Plant-based beverages, such as soymilk and almondmilk, aren’t just for drinking or use with cereal—and they’re not just for vegans or health-conscious consumers.
In fact, a growing number of consumers enjoy non-dairy milks for their own flavor and nutritional characteristics. “A lot of students actually prefer chocolate soymilk to regular chocolate milk,” says Ken Cardone, associate director and executive chef at Bowdoin College, in Brunswick, Maine, which consistently ranks among the top five colleges in the country for food quality in The Princeton Review.
“Nondairy milks have really caught on here at Bowdoin,” adds Cardone, “especially with the increase in special diets and food allergies in recent years.” With two dining halls, plus The Café, Jack McGee’s Pub & Grill, and the Bowdoin Express convenience store, the dining service department stocks from eight to 10 different plant-based beverages, including soy, rice, almond and oat milks in both plain and flavored varieties. These products are housed in special refrigerated units, where students can also grab other “free-from” products, including nut- and gluten-free items.
“We try to make it as easy and convenient as possible for students to find what they need,” Cardone explains. “Some of these special diets are very difficult to follow, especially when you’re 18 years old and possibly away from home for the first time in your life.” Fortunately, the variety of options available is keeping pace with growing demand and consumption.
These plant-based beverages are also ideal for specialty coffee drinks and smoothies—in many cases, says Cardone, almondmilk is preferred for smoothies because it’s lower in fat.
“We use a lot of soymilk in baking,” he adds, “including vegan cakes and cupcakes, as well as French toast, pancakes and even waffles. And with a good egg replacement, the results are just as delicious as traditional recipes. We also use soymilk for a vegan cornbread that’s very popular.”
Cardone and his staff have found that with a little research and a bit of judicious tweaking, almost any recipe using dairy milk can be made with soymilk instead. He likes to start with an existing recipe, then adapt it as necessary. “Because soy and other non-dairy milks are low-fat, they can be treated just like any low-fat milk in cooking, and they’ll act the same way.”
A five-ingredient Lemon Chia Pudding is a consistent favorite at Bowdoin, made with lemon, chia seeds, soymilk, maple syrup and just a bit of oil. “It’s vegan, but it appeals to non-vegans as well,” says Cardone. “In fact, when we test these items, many of our tasters can’t even tell the difference.”

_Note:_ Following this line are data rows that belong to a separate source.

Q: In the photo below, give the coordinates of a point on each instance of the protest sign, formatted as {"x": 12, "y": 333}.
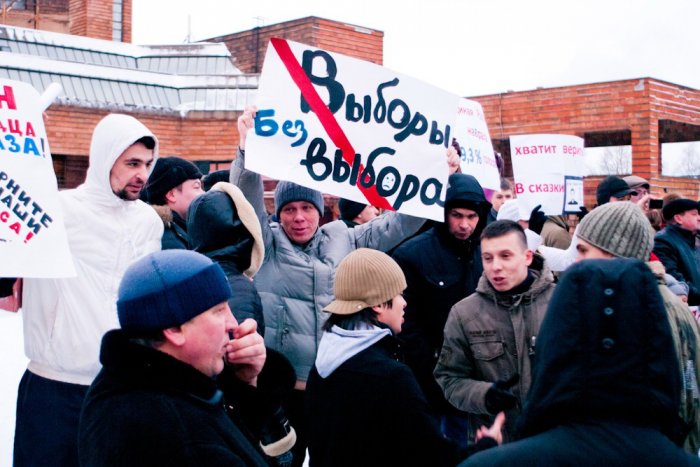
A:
{"x": 353, "y": 129}
{"x": 548, "y": 170}
{"x": 32, "y": 235}
{"x": 476, "y": 150}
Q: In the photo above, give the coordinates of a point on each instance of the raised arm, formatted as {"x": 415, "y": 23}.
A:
{"x": 250, "y": 183}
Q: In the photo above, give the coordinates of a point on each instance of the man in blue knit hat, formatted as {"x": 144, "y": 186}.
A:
{"x": 179, "y": 372}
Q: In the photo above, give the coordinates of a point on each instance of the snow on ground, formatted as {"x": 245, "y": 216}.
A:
{"x": 11, "y": 369}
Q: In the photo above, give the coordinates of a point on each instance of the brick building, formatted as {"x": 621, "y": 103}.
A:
{"x": 191, "y": 94}
{"x": 248, "y": 47}
{"x": 643, "y": 113}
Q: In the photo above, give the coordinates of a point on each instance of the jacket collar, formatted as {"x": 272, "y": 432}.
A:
{"x": 686, "y": 235}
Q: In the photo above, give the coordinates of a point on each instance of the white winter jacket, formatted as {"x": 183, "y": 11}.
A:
{"x": 65, "y": 319}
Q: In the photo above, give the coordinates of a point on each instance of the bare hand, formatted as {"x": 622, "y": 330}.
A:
{"x": 245, "y": 123}
{"x": 246, "y": 352}
{"x": 453, "y": 160}
{"x": 495, "y": 430}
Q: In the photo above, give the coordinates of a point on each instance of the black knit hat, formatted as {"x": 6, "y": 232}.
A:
{"x": 612, "y": 186}
{"x": 679, "y": 206}
{"x": 168, "y": 173}
{"x": 350, "y": 209}
{"x": 168, "y": 288}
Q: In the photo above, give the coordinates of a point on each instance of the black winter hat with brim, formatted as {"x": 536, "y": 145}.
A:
{"x": 168, "y": 173}
{"x": 612, "y": 186}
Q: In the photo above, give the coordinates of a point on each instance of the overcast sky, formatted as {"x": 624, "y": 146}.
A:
{"x": 474, "y": 47}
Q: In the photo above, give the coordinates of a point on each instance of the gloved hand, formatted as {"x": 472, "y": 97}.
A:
{"x": 499, "y": 397}
{"x": 537, "y": 220}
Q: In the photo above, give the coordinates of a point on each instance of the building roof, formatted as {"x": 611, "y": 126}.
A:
{"x": 116, "y": 75}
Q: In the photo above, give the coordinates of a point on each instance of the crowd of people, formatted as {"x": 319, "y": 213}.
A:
{"x": 201, "y": 329}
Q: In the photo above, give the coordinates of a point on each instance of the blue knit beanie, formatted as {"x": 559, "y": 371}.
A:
{"x": 287, "y": 192}
{"x": 168, "y": 288}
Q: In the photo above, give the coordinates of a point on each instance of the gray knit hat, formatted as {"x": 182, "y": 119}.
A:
{"x": 365, "y": 278}
{"x": 287, "y": 192}
{"x": 168, "y": 288}
{"x": 620, "y": 229}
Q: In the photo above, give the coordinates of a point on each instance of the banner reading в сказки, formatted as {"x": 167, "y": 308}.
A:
{"x": 548, "y": 171}
{"x": 32, "y": 235}
{"x": 362, "y": 132}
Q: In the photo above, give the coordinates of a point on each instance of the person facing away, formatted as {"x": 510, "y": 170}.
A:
{"x": 675, "y": 245}
{"x": 296, "y": 277}
{"x": 605, "y": 386}
{"x": 485, "y": 365}
{"x": 223, "y": 226}
{"x": 171, "y": 187}
{"x": 363, "y": 405}
{"x": 611, "y": 189}
{"x": 622, "y": 230}
{"x": 442, "y": 266}
{"x": 182, "y": 384}
{"x": 108, "y": 228}
{"x": 498, "y": 198}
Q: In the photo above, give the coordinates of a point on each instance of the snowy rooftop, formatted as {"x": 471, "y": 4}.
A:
{"x": 99, "y": 73}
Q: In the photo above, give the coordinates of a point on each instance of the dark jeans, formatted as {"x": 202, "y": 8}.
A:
{"x": 46, "y": 431}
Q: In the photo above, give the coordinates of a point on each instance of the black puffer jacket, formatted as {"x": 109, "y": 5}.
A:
{"x": 370, "y": 412}
{"x": 147, "y": 408}
{"x": 676, "y": 249}
{"x": 605, "y": 387}
{"x": 215, "y": 230}
{"x": 440, "y": 271}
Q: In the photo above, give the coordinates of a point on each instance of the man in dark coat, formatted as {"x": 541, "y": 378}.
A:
{"x": 364, "y": 406}
{"x": 171, "y": 187}
{"x": 182, "y": 384}
{"x": 442, "y": 266}
{"x": 605, "y": 388}
{"x": 222, "y": 225}
{"x": 675, "y": 244}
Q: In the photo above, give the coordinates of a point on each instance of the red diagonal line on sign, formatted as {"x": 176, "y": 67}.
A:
{"x": 325, "y": 116}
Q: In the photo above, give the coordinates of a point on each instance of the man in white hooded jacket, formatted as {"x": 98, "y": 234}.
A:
{"x": 108, "y": 228}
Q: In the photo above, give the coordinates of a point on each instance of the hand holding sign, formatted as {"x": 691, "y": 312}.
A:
{"x": 245, "y": 123}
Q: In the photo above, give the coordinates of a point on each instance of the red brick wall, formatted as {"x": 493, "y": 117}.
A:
{"x": 248, "y": 47}
{"x": 47, "y": 15}
{"x": 635, "y": 105}
{"x": 93, "y": 18}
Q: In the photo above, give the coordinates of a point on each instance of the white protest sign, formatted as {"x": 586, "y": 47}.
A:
{"x": 548, "y": 170}
{"x": 32, "y": 235}
{"x": 476, "y": 151}
{"x": 353, "y": 129}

In savory applications, plant-based beverages are used in items such as the popular vegan shepherd’s pie, made with lentils instead of ground meat and soymilk in the mashed potato topping. And Cardone has found that pureeing soft tofu can provide the same rich creamy texture and luxurious mouthfeel that cream would in a butternut squash soup.
“It’s all a matter of tinkering to get the right results,” he explains. In fact, like all new menu items, vegan adaptations must pass a strict gateway: If less than 25 percent of the item sells in a given dining period, back to the drawing board it goes. “It has to be palatable enough for the general population, not just vegans and the dairy averse.”